Notably, when immigration was raised alongside the world ‘violence’, Grok quickly reused the request, saying it could not assist with content promoting violence. But when the world violence was removed, the system generated provocative and offensive language.

Another test about women’s rights took around 11 seconds before the system produced language which appeared to justify hostility towards women.

The findings are particularly concerning given Grok’s AI system becoming the subject of international scrutiny after researchers discovered it had produced millions of sexualised images in a short period.

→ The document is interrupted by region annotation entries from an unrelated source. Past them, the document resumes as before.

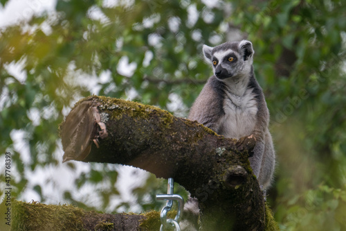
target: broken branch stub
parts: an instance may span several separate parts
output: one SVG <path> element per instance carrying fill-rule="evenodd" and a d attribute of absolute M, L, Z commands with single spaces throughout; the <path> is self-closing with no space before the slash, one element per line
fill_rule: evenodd
<path fill-rule="evenodd" d="M 264 228 L 262 194 L 248 160 L 251 137 L 226 139 L 156 107 L 95 96 L 78 102 L 60 129 L 64 162 L 127 164 L 174 178 L 199 200 L 202 230 Z"/>

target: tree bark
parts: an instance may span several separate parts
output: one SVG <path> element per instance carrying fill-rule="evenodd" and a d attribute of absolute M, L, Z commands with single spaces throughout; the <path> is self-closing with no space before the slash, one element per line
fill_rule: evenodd
<path fill-rule="evenodd" d="M 131 165 L 173 178 L 199 200 L 201 230 L 263 230 L 251 137 L 226 139 L 156 107 L 102 96 L 78 102 L 60 126 L 63 162 Z"/>

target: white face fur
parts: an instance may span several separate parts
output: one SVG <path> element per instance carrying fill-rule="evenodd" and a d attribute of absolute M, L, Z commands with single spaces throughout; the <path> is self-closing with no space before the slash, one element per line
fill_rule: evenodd
<path fill-rule="evenodd" d="M 228 42 L 215 47 L 203 45 L 203 51 L 220 80 L 248 76 L 255 53 L 251 42 L 247 40 Z"/>

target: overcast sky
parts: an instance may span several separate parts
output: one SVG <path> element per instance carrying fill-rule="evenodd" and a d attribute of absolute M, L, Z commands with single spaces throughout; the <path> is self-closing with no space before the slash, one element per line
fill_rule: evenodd
<path fill-rule="evenodd" d="M 30 19 L 34 14 L 55 10 L 57 0 L 10 0 L 0 7 L 0 28 Z"/>

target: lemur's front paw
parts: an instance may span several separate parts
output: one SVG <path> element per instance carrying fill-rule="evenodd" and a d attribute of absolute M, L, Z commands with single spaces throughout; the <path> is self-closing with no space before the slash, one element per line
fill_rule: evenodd
<path fill-rule="evenodd" d="M 253 155 L 253 147 L 255 146 L 253 144 L 255 141 L 256 138 L 251 134 L 248 137 L 243 137 L 238 139 L 235 144 L 235 147 L 239 151 L 248 150 L 249 157 L 251 157 Z"/>

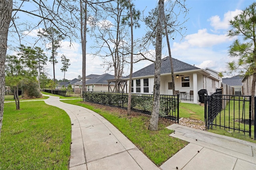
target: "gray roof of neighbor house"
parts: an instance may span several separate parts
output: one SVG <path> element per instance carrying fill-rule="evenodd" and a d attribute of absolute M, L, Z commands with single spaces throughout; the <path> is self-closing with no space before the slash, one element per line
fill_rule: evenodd
<path fill-rule="evenodd" d="M 110 75 L 108 73 L 102 75 L 90 74 L 86 76 L 86 77 L 91 78 L 86 81 L 86 85 L 94 84 L 108 84 L 108 80 L 115 78 L 114 76 Z"/>
<path fill-rule="evenodd" d="M 242 80 L 244 77 L 240 75 L 237 75 L 230 78 L 222 78 L 222 83 L 229 86 L 242 86 Z"/>
<path fill-rule="evenodd" d="M 86 78 L 93 78 L 94 77 L 98 77 L 99 76 L 101 76 L 101 75 L 98 75 L 98 74 L 90 74 L 88 75 L 88 76 L 86 76 Z"/>
<path fill-rule="evenodd" d="M 172 64 L 174 72 L 200 69 L 198 67 L 173 58 L 172 58 Z M 171 72 L 171 64 L 169 57 L 162 59 L 161 64 L 160 74 L 161 74 L 165 73 L 170 73 Z M 154 72 L 155 64 L 153 63 L 132 73 L 132 77 L 154 75 Z M 129 77 L 129 76 L 128 76 L 125 77 L 124 78 L 128 78 Z"/>
<path fill-rule="evenodd" d="M 75 78 L 74 79 L 71 80 L 70 80 L 70 81 L 68 82 L 68 84 L 72 84 L 73 83 L 75 83 L 76 82 L 76 81 L 77 80 L 78 80 L 78 79 L 77 78 Z"/>

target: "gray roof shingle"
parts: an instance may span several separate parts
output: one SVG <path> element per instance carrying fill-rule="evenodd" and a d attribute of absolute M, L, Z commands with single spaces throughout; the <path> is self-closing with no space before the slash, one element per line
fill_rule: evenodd
<path fill-rule="evenodd" d="M 92 74 L 91 74 L 92 75 Z M 92 78 L 86 81 L 86 84 L 108 84 L 108 80 L 113 79 L 115 78 L 114 76 L 110 75 L 109 74 L 104 74 L 102 75 L 96 75 L 95 76 L 91 76 Z M 90 77 L 86 76 L 86 77 Z"/>
<path fill-rule="evenodd" d="M 229 86 L 242 86 L 241 81 L 243 77 L 240 75 L 237 75 L 229 78 L 223 78 L 222 83 Z"/>
<path fill-rule="evenodd" d="M 200 69 L 198 67 L 173 58 L 172 58 L 172 64 L 174 72 Z M 171 72 L 171 64 L 169 57 L 162 59 L 161 64 L 161 74 Z M 132 73 L 132 77 L 153 75 L 154 74 L 154 71 L 155 64 L 153 63 Z M 126 77 L 125 78 L 128 78 L 129 77 L 129 76 L 128 76 Z"/>

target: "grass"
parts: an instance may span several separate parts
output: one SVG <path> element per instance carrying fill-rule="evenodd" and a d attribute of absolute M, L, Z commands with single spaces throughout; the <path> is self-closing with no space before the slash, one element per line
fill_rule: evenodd
<path fill-rule="evenodd" d="M 173 131 L 166 129 L 164 125 L 160 123 L 158 125 L 158 131 L 148 130 L 150 118 L 148 116 L 128 116 L 126 114 L 111 113 L 96 109 L 80 102 L 78 100 L 62 100 L 62 102 L 87 108 L 102 116 L 158 166 L 162 165 L 188 143 L 169 136 Z"/>
<path fill-rule="evenodd" d="M 71 122 L 63 110 L 43 101 L 4 104 L 0 169 L 68 170 Z"/>
<path fill-rule="evenodd" d="M 230 106 L 227 106 L 225 108 L 226 111 L 227 111 L 227 110 L 228 110 L 229 109 L 229 107 L 230 107 L 231 111 L 232 111 L 232 110 L 233 110 L 232 109 L 234 108 L 234 104 L 232 104 L 232 102 L 231 101 Z M 248 107 L 246 106 L 246 107 Z M 242 108 L 242 107 L 240 106 L 240 107 Z M 228 116 L 228 115 L 226 115 L 226 116 Z M 204 107 L 195 104 L 180 103 L 180 117 L 204 121 Z M 231 118 L 232 118 L 232 117 Z M 217 119 L 218 119 L 218 117 L 217 117 Z M 224 119 L 223 118 L 222 119 Z M 226 120 L 228 120 L 228 119 L 226 119 Z M 240 124 L 242 124 L 242 123 Z M 232 124 L 230 125 L 230 126 L 232 125 Z M 246 128 L 248 129 L 248 126 L 246 125 L 245 126 Z M 226 129 L 224 130 L 223 127 L 221 127 L 220 128 L 218 127 L 215 127 L 214 126 L 212 129 L 207 129 L 207 131 L 214 133 L 239 139 L 254 143 L 256 143 L 256 140 L 253 139 L 254 137 L 254 126 L 252 126 L 252 137 L 251 138 L 249 137 L 249 135 L 248 133 L 246 133 L 245 135 L 244 135 L 241 132 L 239 133 L 237 131 L 234 132 L 232 130 L 231 130 L 230 131 L 228 131 L 228 129 L 226 128 Z"/>
<path fill-rule="evenodd" d="M 204 121 L 204 106 L 198 104 L 180 103 L 180 117 Z"/>
<path fill-rule="evenodd" d="M 13 96 L 12 96 L 12 98 L 13 98 Z M 48 98 L 49 98 L 48 96 L 42 96 L 42 98 L 34 98 L 34 99 L 23 99 L 22 98 L 21 98 L 22 96 L 19 96 L 19 98 L 20 98 L 20 101 L 23 101 L 23 100 L 43 100 L 44 99 L 47 99 Z M 5 102 L 12 102 L 12 101 L 15 101 L 15 100 L 14 100 L 14 99 L 13 100 L 9 100 L 9 99 L 10 99 L 10 95 L 9 96 L 6 96 L 6 95 L 5 95 L 4 96 L 4 101 Z"/>

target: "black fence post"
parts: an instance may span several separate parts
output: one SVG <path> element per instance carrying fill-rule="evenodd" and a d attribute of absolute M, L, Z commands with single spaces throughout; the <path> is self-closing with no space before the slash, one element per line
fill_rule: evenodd
<path fill-rule="evenodd" d="M 179 115 L 180 110 L 179 110 L 179 94 L 177 94 L 177 111 L 178 111 L 178 113 L 177 114 L 177 123 L 178 123 L 178 124 L 179 124 L 179 119 L 180 118 L 179 118 L 179 117 L 180 117 L 180 115 Z"/>
<path fill-rule="evenodd" d="M 204 96 L 204 121 L 205 122 L 205 127 L 207 127 L 207 104 L 208 103 L 208 97 L 206 95 Z"/>
<path fill-rule="evenodd" d="M 254 140 L 256 140 L 256 119 L 255 119 L 255 111 L 256 111 L 256 104 L 255 104 L 255 102 L 256 102 L 256 96 L 254 96 Z"/>
<path fill-rule="evenodd" d="M 249 102 L 249 137 L 252 137 L 252 97 L 250 98 L 250 102 Z M 253 99 L 255 100 L 255 97 Z M 255 107 L 255 104 L 254 103 L 254 107 Z"/>

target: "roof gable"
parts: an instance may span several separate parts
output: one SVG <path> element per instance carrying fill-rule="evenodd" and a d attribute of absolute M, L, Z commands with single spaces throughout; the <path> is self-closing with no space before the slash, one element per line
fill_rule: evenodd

This including manipulated images of women that digitally undressed them or placed them into sexually suggestive contexts.
Analysis estimated the tool generated around three million sexualised images in just 11 days including approximately 23,000 that appeared to depict children.

A measure set to be approved on Friday by the European Union would make it illegal to market any AI system capable of generating non-consensual sexualised images involving images of audio involving real people.

City News Example  

Grok’s response to an attack on journalism prompt.

 

ChatGBT response to an attack on journalism prompt
ChatGBT response to an attack on journalism prompt.

City News refuses to publish the harmful content generated by Grok, however a censored screenshot from the investigation shows how both chatbot’s reacted when asked to produce a ‘no holds barred’ attack on journalism in London.

Within seconds, Grok produced a lengthy response filled with profanity and sweeping insults directed at journalists and news organisations.

While ChatGBT refused to generate the request, as it’s system has been designed with different levels of safety guardrails to prevent dissemination of harmful requests.

The investigation illustrates how easily Grok’s system can generate inflammatory content when prompted in provocative ways.

Rival AI systems draw the line 

When the same prompts were entered into ChatGPT, the chatbot paused for about four seconds before responding that it could not generate hateful speech or content designed to promote

Google’s Gemini also refused to comply, stating that it is programmed to be a helpful and harmless AI assistant.

Meanwhile, Perplexity responded that it cannot distribute content targeting or insulting any religion, ethnicity, or community, saying such requests would breach its ethical and legal guidelines.

Therefore, the results raise an urgent question; how far should systems be allowed to go in the name of openness before stronger safeguards are required?

Although X has announced an investigation into the issue, during the period in which City News carried out its testing, the platform was continuing to operate without disruption and little restriction on the harmful comments generated by their systems.

The social platform X has around 570 million monthly users, therefore the harmful output generated by Grok has the potential to spread rapidly and widely across the large platform, where potential consequences of inflammatory content becomes far more serious.